The iconic figure of the witch, wearing a hat and a pair of shoes, which on the broomside cuts the night air of Escasu, is one of the graphic stylizations that have been made of European witches, very old but widely disseminated in The Western world from the publication of traditional folk tales compiled from the late eighteenth century and throughout the nineteenth century by different writers (Anderson, Grim, Perrault and others). The profile of this witch begins to associate with the tradition of the witches escasuseñas, belatedly, that is, in the fourth decade of century XX.
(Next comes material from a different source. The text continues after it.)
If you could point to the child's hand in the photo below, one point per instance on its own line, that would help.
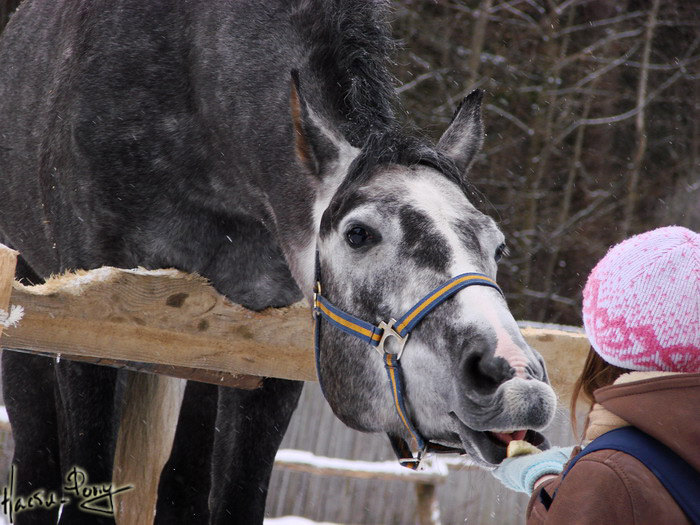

Long before this fact, the origin of the presence of the “witches and witches” in Escasú (name of huetar ancestor) goes back to beyond colonial times. Our region was inhabited by aborigines particularly experienced in the knowledge of plants and their medicinal applications. The popular medical recipe that we still have escasuseños and meseteños in general is a compendium, often mixed of the recipes of aboriginal and Spanish grandmothers based on the wise application of poultices, drinking and ingestion of certain natural products. It is well known that the colonizers called the aboriginal physician-priests, the shamans, “witches”, an expression still common in most people to refer to them (“a witch doctor of Boruca cured me”). Our popular tradition affirms that the Aboriginal family that originally inhabited Escasu had a broad domain of natural medicine that is still alive today.

But in order to put things in a better context, a key fact must be added. Today we have a cut out view of the historical Escasu. We assume that the whole history called “escasuseña” is what happened in the present 34 square kilometers of the canton. In fact, the Escasu, spoken by many historical documents (the Escasu Party, created in 1848) extended from the present boundaries to beyond the present Puriscal canton, to the Pacific. (The first district to split was Puriscal on August 7, 1868, followed by Mora on May 25, 1883, and finally Santa Ana on August 29, 1907). The huetares of Quitirrisí, Piedras Negras, Cerro Nene, and other nearby places are from that mestizo cultural historical perspective “escasuseños”. A testimony of this reality is that the mountainous mass that extends to the edges of the canton of Puriscal continues to be called “Cerros de Escasu”.

Perhaps this distinction of being a “witch village” is shared for the same reasons with the Paradise of Carthage, that community also founds the origin of its witchers in the aboriginal identity, also decided, in the near twentieth century use the same symbol Profile of the European witch that we use today the Escasuseños.

* Note to the reader: For historical reasons the author of this note always writes Escasú with that and not with zeta.